И все равно. Не искушенная в подобных делах, я до последнего ждала какого-то решительного шага с ее стороны, какой-то подсказки, но она старалась и не смотреть на меня… Тогда я решила, что ее заставили в те несколько минут, когда квартира погрузилась в темноту, исчезнуть, испариться и умчаться к Рожковым… Кому-то нужно было убить Захара, и они убили, потом приказали Берте поехать ко мне (или даже сами привезли ее на Садовническую) и попросить меня помочь ей скрыть следы преступления… «Белка, открой, немедленно открой… Проснись! Открой, я убила мужа, я убила Захара, убила… Белка, помоги мне, не бросай меня, мы должны его спрятать… Он не дышит. Я ударила его в живот и, кажется, в грудь, где сердце… не бросай меня, я не хочу в тюрьму, ведь ты же не бросишь меня?» Только человек с куском льда вместо сердца может забаррикадировать свою дверь и сделать все, чтобы даже не слышать воплей своей лучшей подруги. Но у меня-то с сердцем все в порядке. Оно живое, бьется, разливает по моему телу не только кровь, но и кормит мой мозг любовью, преданностью, жертвенностью… Я не могла не открыть моей Беатрисс. Распахнула дверь, и она, едва стоя на ногах, упала в мои объятия. Она рыдала (благо я успела закрыть дверь, чтобы ее воплей не было слышно за пределами моей квартиры), уткнувшись лицом в мое плечо и вытирая нос и распухшие от слез глаза о мою пижаму (я уже спала – половина четвертого как-никак!), заикаясь, твердила, что зарезала Захара, убила его, что они поссорились, она не знала, что творит, он довел ее, он умеет это делать, ведь он профессионал в своем деле. Знает, как сделать больно… Я не верила ей, мне казалось, что она просто перебрала. Хотя Беатрисс почти не пила, пить не умела, а выпив, хохотала как ненормальная, ее приходилось откачивать… Нервы у нее, чего уж там, были ни к черту.

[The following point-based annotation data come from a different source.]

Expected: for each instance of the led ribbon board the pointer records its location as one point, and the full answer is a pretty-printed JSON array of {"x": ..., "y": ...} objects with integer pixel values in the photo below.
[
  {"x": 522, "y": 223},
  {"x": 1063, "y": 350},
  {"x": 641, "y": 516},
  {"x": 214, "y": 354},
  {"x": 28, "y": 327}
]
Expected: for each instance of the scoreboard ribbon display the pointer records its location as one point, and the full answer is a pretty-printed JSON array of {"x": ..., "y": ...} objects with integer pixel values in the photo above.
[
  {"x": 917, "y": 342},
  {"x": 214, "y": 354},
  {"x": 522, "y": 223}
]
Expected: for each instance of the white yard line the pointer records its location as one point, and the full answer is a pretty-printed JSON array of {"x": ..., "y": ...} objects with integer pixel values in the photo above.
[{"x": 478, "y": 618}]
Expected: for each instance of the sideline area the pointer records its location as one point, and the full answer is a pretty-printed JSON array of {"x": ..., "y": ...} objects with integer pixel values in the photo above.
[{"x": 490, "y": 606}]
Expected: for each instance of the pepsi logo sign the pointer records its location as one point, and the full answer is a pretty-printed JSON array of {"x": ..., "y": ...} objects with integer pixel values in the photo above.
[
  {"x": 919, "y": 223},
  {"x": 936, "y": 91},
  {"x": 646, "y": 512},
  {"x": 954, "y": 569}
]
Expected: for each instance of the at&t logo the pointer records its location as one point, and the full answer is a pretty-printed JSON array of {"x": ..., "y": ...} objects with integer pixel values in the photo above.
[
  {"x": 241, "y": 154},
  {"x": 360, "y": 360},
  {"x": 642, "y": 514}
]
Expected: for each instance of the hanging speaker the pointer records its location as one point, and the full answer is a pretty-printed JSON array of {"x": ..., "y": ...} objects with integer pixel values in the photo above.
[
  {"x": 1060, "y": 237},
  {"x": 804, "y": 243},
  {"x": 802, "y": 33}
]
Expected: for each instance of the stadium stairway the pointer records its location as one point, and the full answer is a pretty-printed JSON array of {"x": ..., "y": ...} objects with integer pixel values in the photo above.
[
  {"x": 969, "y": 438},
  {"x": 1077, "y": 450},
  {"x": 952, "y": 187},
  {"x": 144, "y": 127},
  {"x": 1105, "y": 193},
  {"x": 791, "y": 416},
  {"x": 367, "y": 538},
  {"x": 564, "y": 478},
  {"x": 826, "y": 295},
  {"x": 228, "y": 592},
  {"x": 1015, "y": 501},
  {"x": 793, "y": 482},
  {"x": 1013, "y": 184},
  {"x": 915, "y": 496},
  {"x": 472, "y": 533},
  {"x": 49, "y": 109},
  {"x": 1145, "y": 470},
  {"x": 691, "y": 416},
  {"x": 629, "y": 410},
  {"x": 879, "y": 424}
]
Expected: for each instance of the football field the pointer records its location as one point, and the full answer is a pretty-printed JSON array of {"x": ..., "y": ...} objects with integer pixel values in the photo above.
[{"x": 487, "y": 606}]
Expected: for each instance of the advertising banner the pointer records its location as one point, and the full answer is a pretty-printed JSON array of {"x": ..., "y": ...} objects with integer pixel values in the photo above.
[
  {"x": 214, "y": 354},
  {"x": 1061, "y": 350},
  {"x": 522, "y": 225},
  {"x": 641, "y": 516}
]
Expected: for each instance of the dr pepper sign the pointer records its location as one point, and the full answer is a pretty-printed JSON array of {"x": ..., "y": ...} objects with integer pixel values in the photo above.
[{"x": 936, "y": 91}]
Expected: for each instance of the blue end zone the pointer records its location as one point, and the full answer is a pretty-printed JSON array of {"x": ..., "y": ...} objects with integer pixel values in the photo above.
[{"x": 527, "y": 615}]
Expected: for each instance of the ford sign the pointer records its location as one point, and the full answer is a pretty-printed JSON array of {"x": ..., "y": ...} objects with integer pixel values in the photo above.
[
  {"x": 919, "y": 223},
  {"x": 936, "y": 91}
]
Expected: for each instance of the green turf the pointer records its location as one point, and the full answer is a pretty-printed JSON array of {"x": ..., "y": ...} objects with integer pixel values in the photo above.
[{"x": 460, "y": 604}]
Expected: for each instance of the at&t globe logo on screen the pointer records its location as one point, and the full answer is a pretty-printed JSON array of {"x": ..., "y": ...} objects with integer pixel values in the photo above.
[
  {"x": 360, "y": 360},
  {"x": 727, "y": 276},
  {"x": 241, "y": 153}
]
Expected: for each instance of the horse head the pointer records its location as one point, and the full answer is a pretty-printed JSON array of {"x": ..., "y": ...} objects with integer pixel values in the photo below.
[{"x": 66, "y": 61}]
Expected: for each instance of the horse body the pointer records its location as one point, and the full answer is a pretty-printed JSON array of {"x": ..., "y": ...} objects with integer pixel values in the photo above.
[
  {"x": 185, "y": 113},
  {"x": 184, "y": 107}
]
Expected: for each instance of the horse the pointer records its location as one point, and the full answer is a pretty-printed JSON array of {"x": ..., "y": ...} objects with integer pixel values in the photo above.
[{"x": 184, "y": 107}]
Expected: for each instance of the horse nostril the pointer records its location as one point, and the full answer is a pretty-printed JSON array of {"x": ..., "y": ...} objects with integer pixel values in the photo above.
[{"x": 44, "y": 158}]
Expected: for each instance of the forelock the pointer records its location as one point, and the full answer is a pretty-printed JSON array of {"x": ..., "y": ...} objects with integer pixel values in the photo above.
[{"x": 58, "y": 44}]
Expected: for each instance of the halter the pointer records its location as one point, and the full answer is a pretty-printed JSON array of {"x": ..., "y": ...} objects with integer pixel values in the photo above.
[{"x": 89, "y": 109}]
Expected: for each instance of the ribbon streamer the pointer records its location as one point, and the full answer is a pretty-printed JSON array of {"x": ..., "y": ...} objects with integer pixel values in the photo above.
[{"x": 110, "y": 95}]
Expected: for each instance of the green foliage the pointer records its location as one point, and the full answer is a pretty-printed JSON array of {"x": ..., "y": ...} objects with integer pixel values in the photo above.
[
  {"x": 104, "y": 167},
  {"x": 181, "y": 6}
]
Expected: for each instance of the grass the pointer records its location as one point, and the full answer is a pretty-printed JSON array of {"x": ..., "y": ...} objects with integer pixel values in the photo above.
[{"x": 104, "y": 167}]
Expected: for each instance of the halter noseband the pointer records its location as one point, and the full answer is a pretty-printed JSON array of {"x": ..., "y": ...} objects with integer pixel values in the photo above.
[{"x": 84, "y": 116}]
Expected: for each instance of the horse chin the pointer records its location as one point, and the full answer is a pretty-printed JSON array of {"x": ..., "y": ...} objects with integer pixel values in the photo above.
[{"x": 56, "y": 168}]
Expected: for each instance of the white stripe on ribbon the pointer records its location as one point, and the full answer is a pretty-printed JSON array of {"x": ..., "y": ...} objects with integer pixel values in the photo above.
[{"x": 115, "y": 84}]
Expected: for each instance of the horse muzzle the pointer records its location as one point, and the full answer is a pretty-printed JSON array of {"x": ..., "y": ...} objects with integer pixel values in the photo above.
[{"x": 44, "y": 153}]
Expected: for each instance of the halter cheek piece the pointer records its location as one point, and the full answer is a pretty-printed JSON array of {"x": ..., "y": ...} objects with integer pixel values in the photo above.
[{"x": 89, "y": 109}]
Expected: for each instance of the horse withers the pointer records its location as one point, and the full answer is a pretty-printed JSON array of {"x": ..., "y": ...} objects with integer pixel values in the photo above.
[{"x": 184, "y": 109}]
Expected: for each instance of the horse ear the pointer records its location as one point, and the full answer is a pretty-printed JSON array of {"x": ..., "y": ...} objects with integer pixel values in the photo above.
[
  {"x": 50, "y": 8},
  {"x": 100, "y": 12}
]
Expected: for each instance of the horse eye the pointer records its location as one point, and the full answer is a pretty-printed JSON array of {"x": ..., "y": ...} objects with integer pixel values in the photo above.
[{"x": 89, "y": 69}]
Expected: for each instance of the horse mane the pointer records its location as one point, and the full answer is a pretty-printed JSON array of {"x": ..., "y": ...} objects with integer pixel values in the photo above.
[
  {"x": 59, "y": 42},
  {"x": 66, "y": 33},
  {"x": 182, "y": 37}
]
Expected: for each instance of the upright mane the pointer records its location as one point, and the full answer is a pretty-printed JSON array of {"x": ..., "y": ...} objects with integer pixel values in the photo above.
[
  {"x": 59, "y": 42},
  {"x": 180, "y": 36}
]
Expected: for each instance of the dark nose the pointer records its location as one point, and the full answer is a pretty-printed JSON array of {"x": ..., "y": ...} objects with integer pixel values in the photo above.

– Поедем со мной, умоляю тебя, мы затащим его в машину, в подъезде тихо, никто ничего не услышит и не увидит… Завернем в большое шерстяное одеяло…
– Ты уверена, что он мертв? – засомневалась я не столько в том, зарезала ли она его насмерть, а в том, не приснилась ли ей эта дикая сцена с убийством.
– Белка, ты думаешь, что я сошла с ума? Говорю же тебе, – она вцепилась руками в мои плечи и теперь держалась, словно боясь потерять равновесие и упасть, – я убила его…
И тут она заскулила, опустилась на пол и обняла мои колени. Теперь ее слезами стали пропитываться мои пижамные штаны.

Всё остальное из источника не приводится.